Byung-Chul Han, al hablar de la sociedad del rendimiento, señala que ya
no es el poder externo el que oprime, sino la presión interna por
autoexplotarse, por ser más productivos, más eficientes, más útiles. En esa
lógica, todo lo que no encaja en la categoría de “útil” es descartado. Incluso
lo humano.
Pero lo humano no puede medirse con los mismos indicadores que la
productividad. No se trata de romantizar el desorden, sino de recuperar el
sentido. Porque como dice Silvia Rivera Cusicanqui, hay saberes que no se
piensan, sino que se sienten y se viven. Saberes sentipensantes. Y las
organizaciones necesitan también ese tipo de saber, ese que no aparece en los
balances pero que se intuye en el ambiente, en los gestos, en las ausencias.
Las culturas —las sociales, las organizacionales— se sostienen cuando
están vivas, no cuando son útiles. Y sin embargo, una cultura viva puede
transformar profundamente lo que entendemos por utilidad. Puede reordenar
prioridades, redefinir lo que se considera valioso. En otras palabras, puede
hacer que lo esencial vuelva a importar.
Y cuando eso sucede, algo poderoso ocurre: los resultados también
llegan. Porque las llamadas organizaciones de alto desempeño no son aquellas
que exprimen más a su gente, sino las que logran generar contextos humanos
donde las personas pueden desplegar lo mejor de sí. Son organizaciones que
alcanzan resultados extraordinarios no a pesar de cuidar su cultura, sino
precisamente porque la ponen en el centro. Intervienen en lo humano, en lo
simbólico, en lo profundo. Y es desde ahí, desde esa cultura viva, emergen la
innovación, la colaboración, la resiliencia.
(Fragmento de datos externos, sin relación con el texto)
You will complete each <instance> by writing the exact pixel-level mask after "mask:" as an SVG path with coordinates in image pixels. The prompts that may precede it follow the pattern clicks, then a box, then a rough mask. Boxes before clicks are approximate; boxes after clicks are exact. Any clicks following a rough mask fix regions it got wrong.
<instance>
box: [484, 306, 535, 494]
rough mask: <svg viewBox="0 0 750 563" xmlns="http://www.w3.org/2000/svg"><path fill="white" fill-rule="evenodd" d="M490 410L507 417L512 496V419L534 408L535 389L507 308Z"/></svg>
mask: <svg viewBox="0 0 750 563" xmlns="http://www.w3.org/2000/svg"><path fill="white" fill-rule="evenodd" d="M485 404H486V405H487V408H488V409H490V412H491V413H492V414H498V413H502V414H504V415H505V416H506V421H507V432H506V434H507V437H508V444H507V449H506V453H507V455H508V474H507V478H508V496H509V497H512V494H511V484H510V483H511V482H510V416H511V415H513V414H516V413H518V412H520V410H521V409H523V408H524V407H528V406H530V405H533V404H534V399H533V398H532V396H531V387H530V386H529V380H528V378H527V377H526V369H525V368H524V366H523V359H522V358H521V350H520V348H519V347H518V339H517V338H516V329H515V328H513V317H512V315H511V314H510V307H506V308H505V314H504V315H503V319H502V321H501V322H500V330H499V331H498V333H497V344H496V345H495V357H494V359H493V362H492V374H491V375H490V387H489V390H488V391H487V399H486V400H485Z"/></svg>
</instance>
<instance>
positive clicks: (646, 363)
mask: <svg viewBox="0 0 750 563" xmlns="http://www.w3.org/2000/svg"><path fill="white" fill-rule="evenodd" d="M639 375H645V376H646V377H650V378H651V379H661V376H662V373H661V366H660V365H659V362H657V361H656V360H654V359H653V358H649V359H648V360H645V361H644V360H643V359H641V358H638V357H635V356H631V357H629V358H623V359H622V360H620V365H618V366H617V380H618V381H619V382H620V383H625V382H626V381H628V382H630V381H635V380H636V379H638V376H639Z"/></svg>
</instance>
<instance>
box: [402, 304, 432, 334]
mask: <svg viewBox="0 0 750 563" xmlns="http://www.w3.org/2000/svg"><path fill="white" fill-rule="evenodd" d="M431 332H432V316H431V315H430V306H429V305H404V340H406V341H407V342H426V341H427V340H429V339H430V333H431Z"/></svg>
Por eso sensibilizar en las organizaciones no es un acto blando, ni
naïf. Es un acto político. Es mirar a las personas no como engranajes sino como
portadoras de mundo. Es comprender que cada quien trae consigo una historia, un
lenguaje, una tierra, una herida, y que desde ahí también se construye lo
colectivo.
En momentos en que todo se vuelve número, dato, métrica, es urgente
recordar que lo que da sentido a nuestras vidas no se puede graficar. Lo que
nos salva —como personas, como organizaciones, como sociedades— es justamente
aquello que no sirve para nada: cantar, escuchar, reír, hacer silencio, mirar
sin pedir resultados.
Recuperar esa dimensión no implica abandonar la utilidad, sino ponerla
en su lugar. Como consecuencia, no como norte. Como una posibilidad, no como
una imposición.
Porque las culturas que sobreviven no son las más eficientes, son las
que saben cuidar.
Y quizás de eso se trate: de volver a cuidar. Lo que somos. Lo que
hacemos. Lo que compartimos. Aunque no sirva para nada. O justamente por eso.